In the present investigation, we expanded on previous research on thousands of psychedelic reports and word usage patterns in freeform text reports (Ballentine et al., 2022; Martial et al., 2019; Zamberlan et al., 2018) to chart the changes of mental processes caused by 30 different examined psychoactive and psychedelic substances. We aimed to explore and characterize the whole semantic design space relevant to psychedelic experiences, rather than a handful of narrow questionnaire items, as research did previously. We found patterns in reports based on LLM-generated questions, giving finer insight into reported changes in conscious awareness when participants were undergoing these drug experiences.
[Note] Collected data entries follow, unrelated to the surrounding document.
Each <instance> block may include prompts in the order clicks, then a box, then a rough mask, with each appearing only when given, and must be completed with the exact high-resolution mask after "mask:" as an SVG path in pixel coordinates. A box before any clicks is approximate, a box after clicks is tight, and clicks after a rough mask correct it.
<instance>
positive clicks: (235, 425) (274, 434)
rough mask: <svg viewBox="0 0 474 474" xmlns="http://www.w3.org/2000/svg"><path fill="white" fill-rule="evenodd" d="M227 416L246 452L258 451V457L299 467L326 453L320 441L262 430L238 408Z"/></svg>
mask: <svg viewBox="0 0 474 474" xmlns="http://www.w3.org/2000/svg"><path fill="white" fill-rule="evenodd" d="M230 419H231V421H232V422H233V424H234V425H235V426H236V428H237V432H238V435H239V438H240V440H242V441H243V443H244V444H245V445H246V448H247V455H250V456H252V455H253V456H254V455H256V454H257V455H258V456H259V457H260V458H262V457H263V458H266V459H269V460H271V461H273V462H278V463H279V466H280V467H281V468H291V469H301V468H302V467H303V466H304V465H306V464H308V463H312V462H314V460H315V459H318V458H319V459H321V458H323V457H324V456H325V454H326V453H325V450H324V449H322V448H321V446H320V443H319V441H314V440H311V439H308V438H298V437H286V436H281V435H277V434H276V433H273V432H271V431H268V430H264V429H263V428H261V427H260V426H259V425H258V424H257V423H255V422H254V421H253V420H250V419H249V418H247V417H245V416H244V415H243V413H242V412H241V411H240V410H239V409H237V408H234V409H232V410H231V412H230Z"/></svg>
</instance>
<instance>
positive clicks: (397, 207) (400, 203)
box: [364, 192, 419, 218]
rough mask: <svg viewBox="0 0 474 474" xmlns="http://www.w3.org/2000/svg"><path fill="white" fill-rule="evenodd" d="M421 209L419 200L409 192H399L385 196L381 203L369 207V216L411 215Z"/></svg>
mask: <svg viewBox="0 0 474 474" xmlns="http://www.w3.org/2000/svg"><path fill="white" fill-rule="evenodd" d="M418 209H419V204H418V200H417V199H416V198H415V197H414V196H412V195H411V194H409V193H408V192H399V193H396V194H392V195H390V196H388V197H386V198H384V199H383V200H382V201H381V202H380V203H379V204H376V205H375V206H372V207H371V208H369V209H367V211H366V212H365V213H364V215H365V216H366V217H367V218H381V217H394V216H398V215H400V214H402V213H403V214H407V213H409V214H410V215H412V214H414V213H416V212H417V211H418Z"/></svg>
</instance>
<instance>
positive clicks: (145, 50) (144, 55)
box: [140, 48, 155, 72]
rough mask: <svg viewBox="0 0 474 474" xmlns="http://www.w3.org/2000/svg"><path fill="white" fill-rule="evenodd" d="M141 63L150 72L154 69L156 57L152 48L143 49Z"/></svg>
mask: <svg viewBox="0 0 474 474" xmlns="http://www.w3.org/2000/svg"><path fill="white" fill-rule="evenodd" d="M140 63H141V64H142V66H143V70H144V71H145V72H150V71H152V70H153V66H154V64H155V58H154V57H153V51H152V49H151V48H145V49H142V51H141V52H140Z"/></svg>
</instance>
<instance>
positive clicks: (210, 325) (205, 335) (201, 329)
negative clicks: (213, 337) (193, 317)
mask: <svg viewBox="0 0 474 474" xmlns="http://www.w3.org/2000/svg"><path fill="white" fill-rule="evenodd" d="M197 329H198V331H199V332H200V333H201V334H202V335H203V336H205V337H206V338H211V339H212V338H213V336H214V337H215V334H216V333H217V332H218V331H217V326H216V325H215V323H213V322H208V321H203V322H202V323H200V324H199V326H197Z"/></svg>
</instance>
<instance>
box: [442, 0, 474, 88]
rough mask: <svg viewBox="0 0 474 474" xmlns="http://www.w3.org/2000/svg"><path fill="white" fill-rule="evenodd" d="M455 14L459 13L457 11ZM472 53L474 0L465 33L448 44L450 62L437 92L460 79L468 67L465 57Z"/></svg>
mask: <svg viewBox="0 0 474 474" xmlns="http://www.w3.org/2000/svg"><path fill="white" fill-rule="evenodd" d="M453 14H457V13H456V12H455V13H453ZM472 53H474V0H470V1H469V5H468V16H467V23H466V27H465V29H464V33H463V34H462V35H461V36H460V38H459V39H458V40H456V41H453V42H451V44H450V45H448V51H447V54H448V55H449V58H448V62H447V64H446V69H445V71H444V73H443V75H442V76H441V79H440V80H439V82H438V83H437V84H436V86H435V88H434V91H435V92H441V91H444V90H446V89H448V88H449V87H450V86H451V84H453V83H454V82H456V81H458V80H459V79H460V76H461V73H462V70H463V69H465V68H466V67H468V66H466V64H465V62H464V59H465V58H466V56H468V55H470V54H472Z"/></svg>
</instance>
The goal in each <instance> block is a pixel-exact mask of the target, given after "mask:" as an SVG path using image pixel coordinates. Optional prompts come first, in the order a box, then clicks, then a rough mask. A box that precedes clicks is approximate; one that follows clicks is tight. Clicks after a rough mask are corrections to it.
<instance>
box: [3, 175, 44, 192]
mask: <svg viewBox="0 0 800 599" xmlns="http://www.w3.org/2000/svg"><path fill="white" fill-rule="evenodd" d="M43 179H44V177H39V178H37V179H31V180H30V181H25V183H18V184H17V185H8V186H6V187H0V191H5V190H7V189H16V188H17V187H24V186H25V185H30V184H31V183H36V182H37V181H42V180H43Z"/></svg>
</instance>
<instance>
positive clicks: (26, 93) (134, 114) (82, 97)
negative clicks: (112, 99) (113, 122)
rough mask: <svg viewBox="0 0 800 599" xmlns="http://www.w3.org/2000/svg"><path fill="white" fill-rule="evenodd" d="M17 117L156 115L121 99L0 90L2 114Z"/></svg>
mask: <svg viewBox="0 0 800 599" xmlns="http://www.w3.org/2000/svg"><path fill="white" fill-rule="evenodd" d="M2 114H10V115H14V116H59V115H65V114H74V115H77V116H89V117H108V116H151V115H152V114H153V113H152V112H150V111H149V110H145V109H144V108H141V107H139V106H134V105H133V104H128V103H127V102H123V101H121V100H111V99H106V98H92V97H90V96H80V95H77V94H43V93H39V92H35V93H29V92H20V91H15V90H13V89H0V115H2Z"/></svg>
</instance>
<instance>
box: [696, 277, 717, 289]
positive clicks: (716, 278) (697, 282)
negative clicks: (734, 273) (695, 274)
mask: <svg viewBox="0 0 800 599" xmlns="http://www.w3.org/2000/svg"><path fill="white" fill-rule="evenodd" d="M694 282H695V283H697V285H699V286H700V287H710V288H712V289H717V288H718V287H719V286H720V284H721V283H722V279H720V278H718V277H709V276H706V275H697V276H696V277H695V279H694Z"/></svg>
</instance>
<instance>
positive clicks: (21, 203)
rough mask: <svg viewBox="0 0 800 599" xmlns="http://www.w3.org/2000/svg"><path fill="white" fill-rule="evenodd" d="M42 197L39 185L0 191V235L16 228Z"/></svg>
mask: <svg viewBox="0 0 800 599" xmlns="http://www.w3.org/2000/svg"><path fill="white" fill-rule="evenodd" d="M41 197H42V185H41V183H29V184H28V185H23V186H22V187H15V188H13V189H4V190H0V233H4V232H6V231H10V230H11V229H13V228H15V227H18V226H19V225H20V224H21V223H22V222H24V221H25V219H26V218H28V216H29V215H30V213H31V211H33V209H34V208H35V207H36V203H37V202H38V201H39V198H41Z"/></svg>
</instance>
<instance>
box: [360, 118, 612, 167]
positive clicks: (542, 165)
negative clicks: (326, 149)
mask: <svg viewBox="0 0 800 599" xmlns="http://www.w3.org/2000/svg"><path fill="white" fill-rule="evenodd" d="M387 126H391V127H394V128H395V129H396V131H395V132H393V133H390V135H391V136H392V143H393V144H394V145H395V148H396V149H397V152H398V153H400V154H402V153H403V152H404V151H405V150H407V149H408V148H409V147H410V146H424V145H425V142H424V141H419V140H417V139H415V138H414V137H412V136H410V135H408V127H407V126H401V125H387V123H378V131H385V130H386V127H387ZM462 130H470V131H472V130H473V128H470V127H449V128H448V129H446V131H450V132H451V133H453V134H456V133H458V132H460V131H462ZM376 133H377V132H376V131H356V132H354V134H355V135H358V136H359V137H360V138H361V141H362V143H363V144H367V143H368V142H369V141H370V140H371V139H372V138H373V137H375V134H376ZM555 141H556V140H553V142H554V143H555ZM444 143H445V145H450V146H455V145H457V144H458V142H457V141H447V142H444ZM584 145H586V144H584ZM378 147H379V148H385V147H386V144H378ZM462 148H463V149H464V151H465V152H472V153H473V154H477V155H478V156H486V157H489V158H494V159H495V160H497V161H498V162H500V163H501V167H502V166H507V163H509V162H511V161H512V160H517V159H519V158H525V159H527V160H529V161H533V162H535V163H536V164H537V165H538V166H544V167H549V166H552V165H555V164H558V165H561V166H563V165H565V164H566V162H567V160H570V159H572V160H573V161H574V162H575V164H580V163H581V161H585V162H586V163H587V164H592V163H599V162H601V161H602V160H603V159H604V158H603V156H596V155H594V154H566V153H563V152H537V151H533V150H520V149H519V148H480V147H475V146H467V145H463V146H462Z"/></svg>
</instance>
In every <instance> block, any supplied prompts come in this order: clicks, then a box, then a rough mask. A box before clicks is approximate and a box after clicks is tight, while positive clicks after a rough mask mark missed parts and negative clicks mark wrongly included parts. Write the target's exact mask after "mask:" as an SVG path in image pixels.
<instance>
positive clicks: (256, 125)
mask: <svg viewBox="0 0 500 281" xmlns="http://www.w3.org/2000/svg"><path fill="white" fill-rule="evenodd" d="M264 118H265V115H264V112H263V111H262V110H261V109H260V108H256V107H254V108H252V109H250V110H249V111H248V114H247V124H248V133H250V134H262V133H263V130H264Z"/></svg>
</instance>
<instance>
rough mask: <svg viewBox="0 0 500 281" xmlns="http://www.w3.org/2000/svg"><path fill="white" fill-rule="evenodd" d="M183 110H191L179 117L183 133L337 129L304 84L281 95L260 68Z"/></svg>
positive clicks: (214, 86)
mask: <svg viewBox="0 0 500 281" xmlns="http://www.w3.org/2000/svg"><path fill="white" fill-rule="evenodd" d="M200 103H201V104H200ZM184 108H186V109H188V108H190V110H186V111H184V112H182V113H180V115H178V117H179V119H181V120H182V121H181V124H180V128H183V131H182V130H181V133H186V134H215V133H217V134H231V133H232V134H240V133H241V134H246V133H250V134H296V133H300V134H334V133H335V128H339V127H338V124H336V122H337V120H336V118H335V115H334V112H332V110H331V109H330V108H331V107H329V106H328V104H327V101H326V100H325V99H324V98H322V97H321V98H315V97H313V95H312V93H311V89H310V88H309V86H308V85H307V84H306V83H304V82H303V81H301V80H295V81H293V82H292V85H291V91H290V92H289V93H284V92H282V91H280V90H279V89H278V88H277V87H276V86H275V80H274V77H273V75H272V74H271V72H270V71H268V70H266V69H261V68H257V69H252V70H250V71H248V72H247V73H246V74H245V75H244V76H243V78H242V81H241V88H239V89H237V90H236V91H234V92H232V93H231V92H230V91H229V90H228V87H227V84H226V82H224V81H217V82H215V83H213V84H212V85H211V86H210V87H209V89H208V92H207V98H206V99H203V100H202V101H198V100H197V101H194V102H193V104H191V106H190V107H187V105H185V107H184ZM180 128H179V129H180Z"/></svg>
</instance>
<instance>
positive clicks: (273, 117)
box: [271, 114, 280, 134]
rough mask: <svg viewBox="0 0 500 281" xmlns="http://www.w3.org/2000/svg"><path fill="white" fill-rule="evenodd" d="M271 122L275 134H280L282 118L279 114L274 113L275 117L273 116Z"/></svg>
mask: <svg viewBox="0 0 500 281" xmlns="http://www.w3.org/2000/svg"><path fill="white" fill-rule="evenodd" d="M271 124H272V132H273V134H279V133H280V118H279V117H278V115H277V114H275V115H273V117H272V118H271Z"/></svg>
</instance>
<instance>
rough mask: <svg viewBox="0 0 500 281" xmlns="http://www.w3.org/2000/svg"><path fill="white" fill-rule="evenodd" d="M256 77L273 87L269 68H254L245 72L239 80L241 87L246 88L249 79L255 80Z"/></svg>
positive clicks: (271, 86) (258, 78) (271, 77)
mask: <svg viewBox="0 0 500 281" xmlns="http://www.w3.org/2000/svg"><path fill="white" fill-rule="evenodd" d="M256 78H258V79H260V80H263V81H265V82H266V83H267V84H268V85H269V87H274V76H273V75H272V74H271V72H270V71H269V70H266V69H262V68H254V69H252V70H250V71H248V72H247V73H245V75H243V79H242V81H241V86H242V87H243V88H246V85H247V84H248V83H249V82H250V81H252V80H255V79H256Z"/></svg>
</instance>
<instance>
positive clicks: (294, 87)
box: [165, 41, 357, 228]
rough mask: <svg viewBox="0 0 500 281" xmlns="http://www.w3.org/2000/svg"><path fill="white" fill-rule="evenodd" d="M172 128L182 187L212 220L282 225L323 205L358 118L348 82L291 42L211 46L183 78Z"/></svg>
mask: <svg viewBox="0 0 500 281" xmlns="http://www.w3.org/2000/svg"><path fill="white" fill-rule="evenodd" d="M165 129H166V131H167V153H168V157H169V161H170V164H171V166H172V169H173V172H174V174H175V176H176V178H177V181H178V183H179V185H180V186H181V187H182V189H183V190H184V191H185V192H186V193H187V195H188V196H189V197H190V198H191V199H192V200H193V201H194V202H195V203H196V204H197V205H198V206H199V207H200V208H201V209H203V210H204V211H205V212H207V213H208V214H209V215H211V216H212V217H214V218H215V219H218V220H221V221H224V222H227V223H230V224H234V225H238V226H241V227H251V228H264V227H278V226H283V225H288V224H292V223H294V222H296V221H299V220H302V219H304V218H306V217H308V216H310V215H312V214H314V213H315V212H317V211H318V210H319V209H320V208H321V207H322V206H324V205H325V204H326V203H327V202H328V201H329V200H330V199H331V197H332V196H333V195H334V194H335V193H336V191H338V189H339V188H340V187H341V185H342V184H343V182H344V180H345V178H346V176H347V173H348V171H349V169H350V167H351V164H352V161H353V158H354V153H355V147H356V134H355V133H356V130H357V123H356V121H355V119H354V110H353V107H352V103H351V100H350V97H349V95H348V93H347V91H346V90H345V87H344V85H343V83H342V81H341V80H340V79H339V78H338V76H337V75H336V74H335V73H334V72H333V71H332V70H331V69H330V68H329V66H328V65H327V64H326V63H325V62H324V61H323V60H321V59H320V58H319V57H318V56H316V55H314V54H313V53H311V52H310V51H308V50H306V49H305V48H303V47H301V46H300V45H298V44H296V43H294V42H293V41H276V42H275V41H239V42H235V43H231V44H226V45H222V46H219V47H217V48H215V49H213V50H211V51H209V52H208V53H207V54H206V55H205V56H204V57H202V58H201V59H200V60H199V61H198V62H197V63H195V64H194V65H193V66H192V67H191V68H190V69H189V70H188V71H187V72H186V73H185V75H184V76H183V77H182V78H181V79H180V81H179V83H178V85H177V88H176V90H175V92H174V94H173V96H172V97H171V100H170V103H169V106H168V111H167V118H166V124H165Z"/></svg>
We found that this fine-grained insight could be used to the extent that predictions on the type of substance a test report may be possible based on questionnaire scales alone; even disregarding the actual free-form experience accounts. We derived almost 200 semantic dimensions of psychedelic drug experience in an organic fashion. In short, our study designed LLM analysis pipelines to establish and interrogate the target cognitive dimensions for each of the 30 psychedelic drugs in a full bottom-up fashion, articulated appropriate query questions for automated annotation, and performed impartial grading of psychedelic reports.